The New India Foundation (NIF), a Bengaluru based literary and cultural organisation, has just announced the awardees of the first round of its Translation Fellowships, chosen from across 10 Indian languages.
They are NS Gundur, Rahul Sarawate, and Venkateswar Ramaswamy along with Amlan Biswas. The awardees are each working to translate into English non-fiction texts from Kannada, Marathi, and Bangla, respectively.
Each of these books, is, according to the NIF jury, “historically significant”. Literary historian Gundur is working to translate D.R. Nagaraj’s Allamaprabhu Mattu Shaiva Pratibhe. The Kannada book, which was first posthumously published in 1999, will introduce the life and thought of the 12th century Shaiva mystic, Allama Prabhu, to an English readership.
Historian Sarawate’s translation will do the same with Sharad Patil’s Marxvad: Phule-Ambedkarvad, first published in 1993. The Marathi text is a collection of essays that elucidates his political philosophy of synthesising Marxism with the anti-caste ideals of Jotirao Phule and BR Ambedkar.

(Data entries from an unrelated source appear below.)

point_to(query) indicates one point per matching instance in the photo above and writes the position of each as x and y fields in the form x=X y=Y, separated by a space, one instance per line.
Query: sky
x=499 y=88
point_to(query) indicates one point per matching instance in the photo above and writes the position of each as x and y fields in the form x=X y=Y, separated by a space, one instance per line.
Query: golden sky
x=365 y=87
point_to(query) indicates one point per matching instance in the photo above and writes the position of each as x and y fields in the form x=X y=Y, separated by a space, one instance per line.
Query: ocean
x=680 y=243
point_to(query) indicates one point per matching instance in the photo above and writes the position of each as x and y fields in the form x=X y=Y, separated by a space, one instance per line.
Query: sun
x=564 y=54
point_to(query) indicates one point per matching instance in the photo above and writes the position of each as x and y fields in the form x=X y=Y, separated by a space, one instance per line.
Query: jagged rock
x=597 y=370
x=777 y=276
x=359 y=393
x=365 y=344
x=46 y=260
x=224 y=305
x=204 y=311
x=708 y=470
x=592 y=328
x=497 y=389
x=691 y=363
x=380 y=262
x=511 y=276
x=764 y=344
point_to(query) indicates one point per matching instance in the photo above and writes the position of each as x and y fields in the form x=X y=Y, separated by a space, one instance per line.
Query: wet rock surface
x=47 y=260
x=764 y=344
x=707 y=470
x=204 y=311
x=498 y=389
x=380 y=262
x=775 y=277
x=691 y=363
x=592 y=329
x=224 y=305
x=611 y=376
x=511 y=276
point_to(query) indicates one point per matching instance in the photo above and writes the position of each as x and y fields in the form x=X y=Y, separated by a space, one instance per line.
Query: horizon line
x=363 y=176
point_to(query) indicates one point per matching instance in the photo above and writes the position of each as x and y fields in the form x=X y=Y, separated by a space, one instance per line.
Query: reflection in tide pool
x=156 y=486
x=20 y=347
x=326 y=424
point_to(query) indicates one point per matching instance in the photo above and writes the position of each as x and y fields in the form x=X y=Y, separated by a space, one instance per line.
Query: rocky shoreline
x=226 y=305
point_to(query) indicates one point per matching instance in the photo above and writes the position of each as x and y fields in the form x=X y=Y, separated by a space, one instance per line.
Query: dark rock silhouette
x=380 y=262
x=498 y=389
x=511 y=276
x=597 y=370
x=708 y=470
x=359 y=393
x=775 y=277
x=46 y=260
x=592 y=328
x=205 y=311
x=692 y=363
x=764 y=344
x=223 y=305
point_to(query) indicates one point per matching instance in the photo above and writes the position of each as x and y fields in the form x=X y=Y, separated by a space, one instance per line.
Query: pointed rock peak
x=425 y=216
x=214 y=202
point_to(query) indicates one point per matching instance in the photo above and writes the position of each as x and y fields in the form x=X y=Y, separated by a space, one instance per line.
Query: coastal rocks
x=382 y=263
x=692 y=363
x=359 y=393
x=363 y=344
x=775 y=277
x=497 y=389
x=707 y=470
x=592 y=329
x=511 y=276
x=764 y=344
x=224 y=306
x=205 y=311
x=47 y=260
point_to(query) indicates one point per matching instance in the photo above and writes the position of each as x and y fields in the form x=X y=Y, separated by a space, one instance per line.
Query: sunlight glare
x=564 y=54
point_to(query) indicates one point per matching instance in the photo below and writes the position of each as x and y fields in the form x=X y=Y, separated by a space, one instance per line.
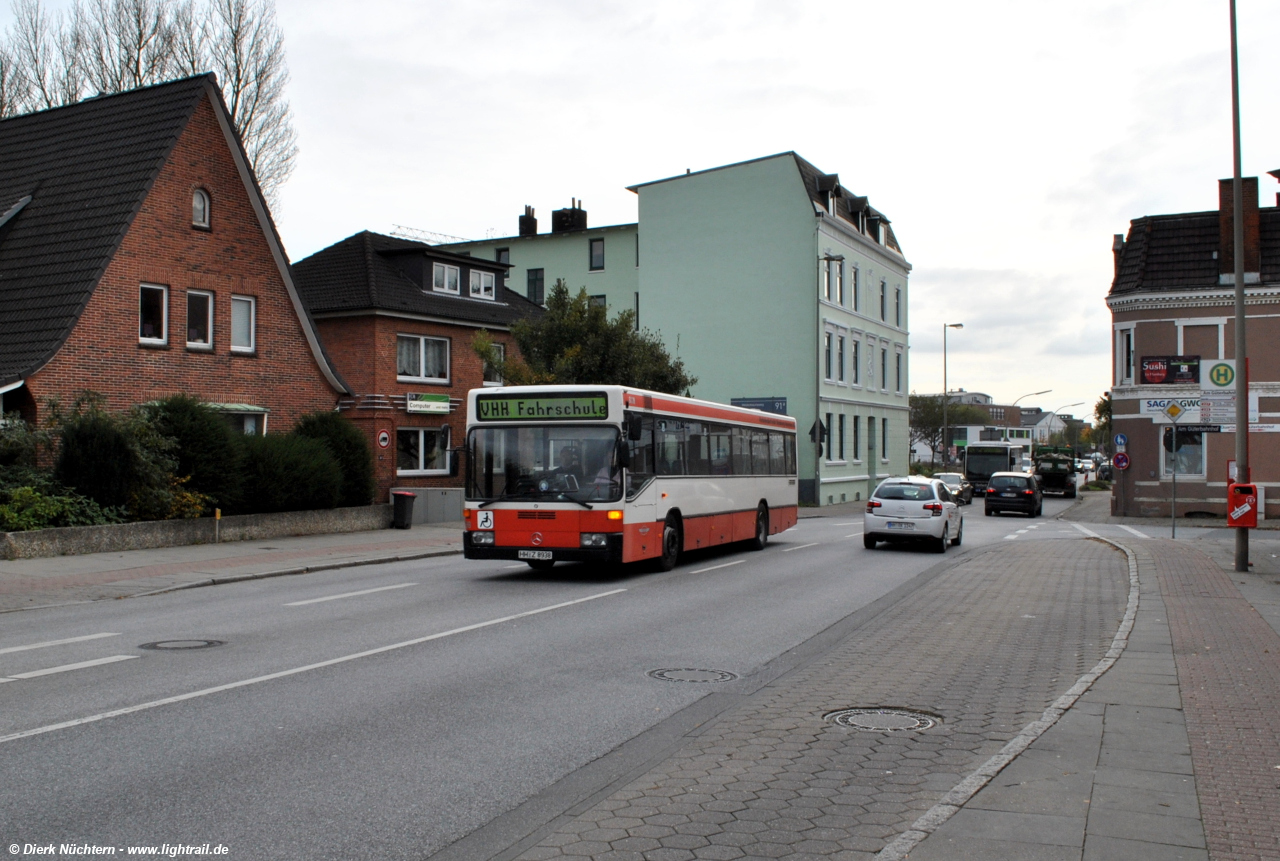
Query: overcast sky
x=1006 y=141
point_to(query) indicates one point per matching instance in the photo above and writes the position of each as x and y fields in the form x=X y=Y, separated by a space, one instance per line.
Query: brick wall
x=364 y=351
x=233 y=257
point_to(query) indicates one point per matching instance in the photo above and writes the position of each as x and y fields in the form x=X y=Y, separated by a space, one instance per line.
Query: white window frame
x=252 y=325
x=443 y=447
x=1125 y=363
x=209 y=308
x=440 y=274
x=421 y=358
x=478 y=284
x=164 y=315
x=502 y=356
x=200 y=193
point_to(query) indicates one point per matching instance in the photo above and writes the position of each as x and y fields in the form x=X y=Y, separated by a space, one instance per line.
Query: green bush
x=350 y=448
x=206 y=452
x=288 y=473
x=26 y=508
x=97 y=459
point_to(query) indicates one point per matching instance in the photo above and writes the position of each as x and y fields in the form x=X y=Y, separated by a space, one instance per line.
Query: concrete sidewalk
x=28 y=584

Literary translator Ramaswamy and former assistant director of the Anthropological Survey of India Biswas will together be working on Nirmal Kumar Bose’s Diaries:1946-1947. Bose, an anthropologist and professor, was Mahatma Gandhi’s Bengali interpreter between 1946 and 1947. This time included Gandhi’s peace mission in the riot-affected areas of Noakhali. Bose’s diaries will therefore offer glimpses into the life of Gandhi during these years, and of the author’s life in general, in the lead-up to Indian Independence in August 1947.
These winners (or duo, in the case of Ramaswamy and Biswas), will each receive for six months, a stipend of Rs. 6 lakhs to research and work on these texts.
The NIF had invited applications and proposals for this fellowship in August 2021. Winners were then selected by a jury consisting of the NIF’s trustees — this includes political scientist Niraja Gopal Jayal, historian Srinath Raghavan, and entrepreneur Manish Sabharwal. They were joined by bilingual scholars and literary translators like Kuladhar Saikia (Assamese); Ipshita Chanda (Bangla); Tridip Suhrud (Gujarati); Harish Trivedi (Hindi); Vivek Shanbhag (Kannada); Rajan Gurukkal (Malayalam); Suhas Palshikar (Marathi); Jatin Nayak (Odia); AR Venkatachalapathy (Tamil); Ayesha Kidwai & Rana Safvi (Urdu).
The NIF also has Book Fellowship, instituted in 2008, for original research on topics related to post-Independent India. This has so far lead to 25 published books.